Frage 144:
Was denken Sie über interreligiösen Dialog?
Antwort:
Interreligiöser Dialog ist eine Begegnung von Gläubigen verschiedener Religionen in einem Klima der Freiheit und Offenheit. Es ist der Versuch, dem anderen zuzuhören und seine Religion zu verstehen – in der Hoffnung, Möglichkeiten der Zusammenarbeit zu finden. Der Dialog ist getragen von der Hoffnung, dass der Partner diese Anliegen teilt und erwidert. Echter Dialog ist ja keine Einbahnstraße, sondern ein wechselseitiges Geschehen, das von allen Offenheit und Hören sowie aktives Einbringen verlangt.“ Francis Arinze, Begegnung mit Menschen anderen Glaubens (München/Zürich/Wien, 1999), S. 10.
Von kapitaler Bedeutung für jeglichen Dialog ist Zuhören. Es ist auch das Schwerste. Gelingen kann es nur, wenn ich den anderen wertschätze, wenn ich seine oder ihre Glaubensüberzeugungen, Beten, Lebensweise achte und tiefer kennen lernen möchte – und wenn ich überzeugt bin, dass es sich lohnt, Zeit darauf zu verwenden. Die beste „vertrauensbildende Maßnahme“ ist oft bloß die Bereitschaft zum Hören, das Bemühen, einander zu verstehen und nachzufragen, wenn etwas unklar geblieben ist. Das Bemühen um Verstehen im Dialog übersteigt die Methode des Verstehens von Texten, weil das Gegenüber lebendig da ist und so sich ein lebendiger, unvorhersehbarer Prozess des Fragens und Antwortens entwickeln kann. Dieser Prozess des Fragens und Antwortens erlaubt jeder Seite kritisches Nachfragen und das Bemühen um eine möglichst verständliche Darstellung der eigenen Überzeugungen und Glaubenssicht.

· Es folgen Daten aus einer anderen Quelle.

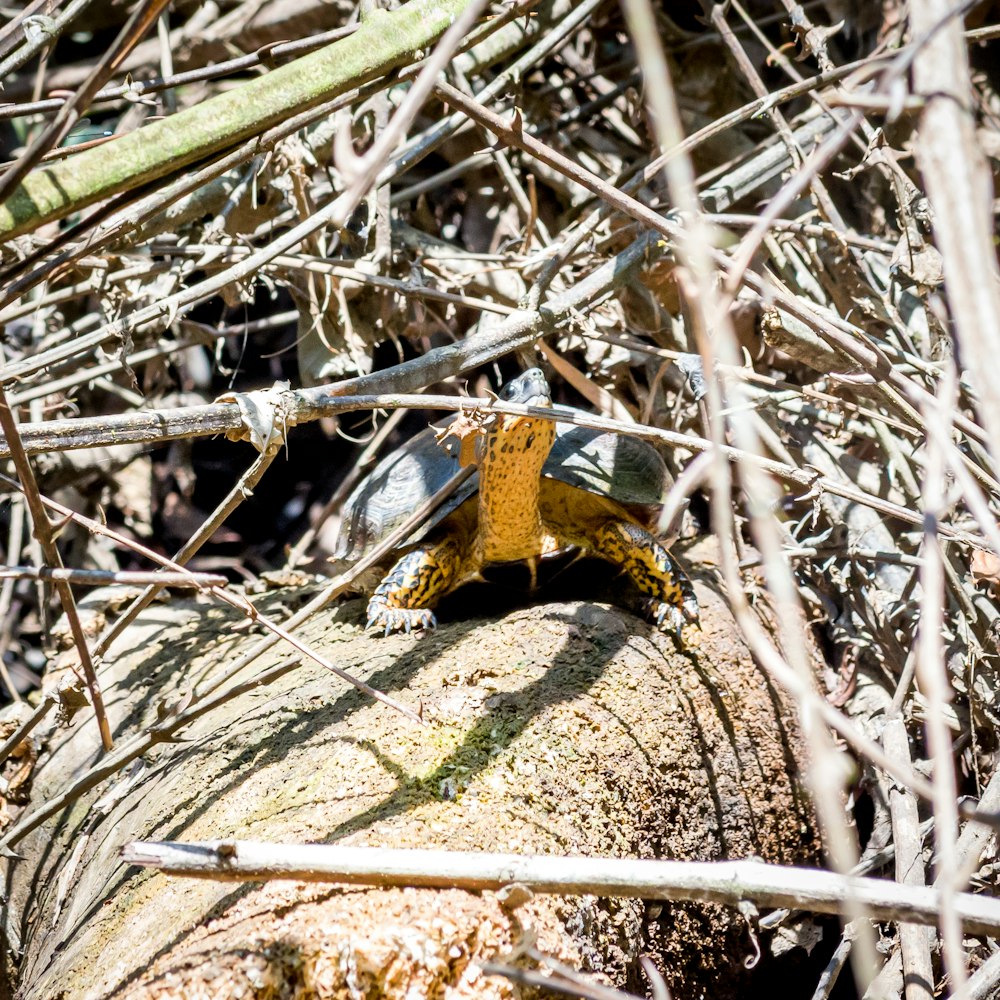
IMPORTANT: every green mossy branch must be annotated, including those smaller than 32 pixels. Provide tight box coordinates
[0,0,470,239]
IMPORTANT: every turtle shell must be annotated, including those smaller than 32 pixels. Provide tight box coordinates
[334,416,670,559]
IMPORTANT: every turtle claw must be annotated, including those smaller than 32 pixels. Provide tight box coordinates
[365,594,437,635]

Ein wichtiges Dokument des Päpstlichen Rates für den Interreligiösen Dialog unterscheidet folgende Weisen und Ebenen des Dialogs:
- den Dialog des Lebens
- den Dialog des Handelns
- den Dialog des theologischen Austauschs
- den Dialog der geistlichen Erfahrung.
Der interreligiöse Dialog als Teil der Sendung der Kirche entbindet sie freilich nicht von ihrem Auftrag, die Botschaft des Evangeliums allen Völkern zu verkünden. Eine von Respekt und Erfurcht nichtchristlichen Religionen gegenüber getragene Haltung ist die menschliche Voraussetzung für eine vertrauensvolle Kommunikation. Seitdem die Kirche auf den II. Vatikanischen Konzil formell erklärt hat, dass sie „nichts von all dem“ ablehne, „was in den Religionen wahr und heilig ist“, hat sie nicht nur ihre Dialogbereitschaft signalisiert, sondern zugleich auf jene gläubige Offenheit für Transzendenzerfahrung als gemeinsame Basis für einen Dialog hingewiesen, die jeder theologischen Glaubensreflexion und -artikulation vorausliegt. Beide Momente – Dialog und Mission – sind unverzichtbare, auf einander bezogene und einander prägende Elemente des Sendungsauftrags der Kirche.